Researchers say in communities with high level PFAs contamination local produce, including community gardens, could potentially become a source

A new study is asking whether treating drinking water is enough to protect people from exposure to perfluoroalkyl substances, or PFAs.

Researchers at four universities including Michigan State have begun a three-year study looking at how a PFAs contaminated water source could impact more than just drinking water.

PFAs, or perfluoroalkyl substances, are a family of chemicals that have been found across the state and are linked to health problems including cancer.

Researchers say when water is contaminated it can impact local wildlife and even things like locally grown produce. That means anything from eggs to honey could become a potential source of PFAs contamination.

Dr. Courtney Carignan is with Michigan State University. She said the study hopes to better understand what other sources for PFAs could exist in impacted communities and how the contamination could build up in humans.

“Really to get a better handle on what those contributions are from local sources, particularly for PFAs impacted communities, but I think we expect that information to be translatable to the rest of us.”

Carignan said the question the research hopes to answer is whether treating drinking water is enough to protect people.

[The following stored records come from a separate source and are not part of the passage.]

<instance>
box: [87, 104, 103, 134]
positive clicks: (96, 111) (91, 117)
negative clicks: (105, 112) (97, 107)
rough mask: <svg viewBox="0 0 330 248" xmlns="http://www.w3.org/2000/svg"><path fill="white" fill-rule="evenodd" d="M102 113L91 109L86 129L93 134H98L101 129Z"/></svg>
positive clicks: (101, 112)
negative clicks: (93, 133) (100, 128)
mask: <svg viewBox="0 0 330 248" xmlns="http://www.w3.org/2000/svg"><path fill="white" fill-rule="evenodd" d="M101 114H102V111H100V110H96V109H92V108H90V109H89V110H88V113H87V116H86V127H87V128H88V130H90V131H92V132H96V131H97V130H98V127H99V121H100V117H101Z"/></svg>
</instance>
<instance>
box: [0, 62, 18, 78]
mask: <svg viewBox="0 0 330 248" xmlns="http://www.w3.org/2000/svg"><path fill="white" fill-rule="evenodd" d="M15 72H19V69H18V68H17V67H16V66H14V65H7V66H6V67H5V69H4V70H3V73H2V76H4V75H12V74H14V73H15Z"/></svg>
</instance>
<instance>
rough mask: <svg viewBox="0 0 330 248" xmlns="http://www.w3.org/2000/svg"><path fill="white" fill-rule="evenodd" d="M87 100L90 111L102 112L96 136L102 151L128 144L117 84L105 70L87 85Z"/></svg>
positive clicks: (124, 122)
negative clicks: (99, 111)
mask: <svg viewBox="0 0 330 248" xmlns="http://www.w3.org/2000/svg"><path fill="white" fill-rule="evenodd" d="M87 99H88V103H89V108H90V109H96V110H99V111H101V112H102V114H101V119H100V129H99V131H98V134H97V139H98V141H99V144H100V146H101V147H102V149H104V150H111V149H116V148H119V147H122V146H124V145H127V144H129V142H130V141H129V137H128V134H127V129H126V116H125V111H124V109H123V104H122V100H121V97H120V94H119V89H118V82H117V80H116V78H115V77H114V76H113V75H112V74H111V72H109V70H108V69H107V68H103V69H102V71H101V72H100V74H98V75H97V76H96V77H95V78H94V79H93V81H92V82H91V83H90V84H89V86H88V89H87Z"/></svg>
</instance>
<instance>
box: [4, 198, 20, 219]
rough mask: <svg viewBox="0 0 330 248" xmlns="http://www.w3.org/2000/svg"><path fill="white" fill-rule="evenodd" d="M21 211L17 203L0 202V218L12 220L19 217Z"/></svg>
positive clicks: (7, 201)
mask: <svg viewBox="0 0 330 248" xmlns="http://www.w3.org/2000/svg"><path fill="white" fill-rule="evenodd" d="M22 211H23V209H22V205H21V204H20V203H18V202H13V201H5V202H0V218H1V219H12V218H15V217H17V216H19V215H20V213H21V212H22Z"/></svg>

“The main message of our project is to understand if we treat the drinking water in these PFAs impacted communities is that enough? Is that enough for these communities, is that enough for the rest of us?”

The research will also look at how quickly PFAs are able to migrate through soil and groundwater.

Carignan said researchers are still in the process of determining where the Michigan portion of the study will be conducted. Communities in North Carolina and Colorado have already been chosen.

The research has been awarded nearly two million dollars from the EPA.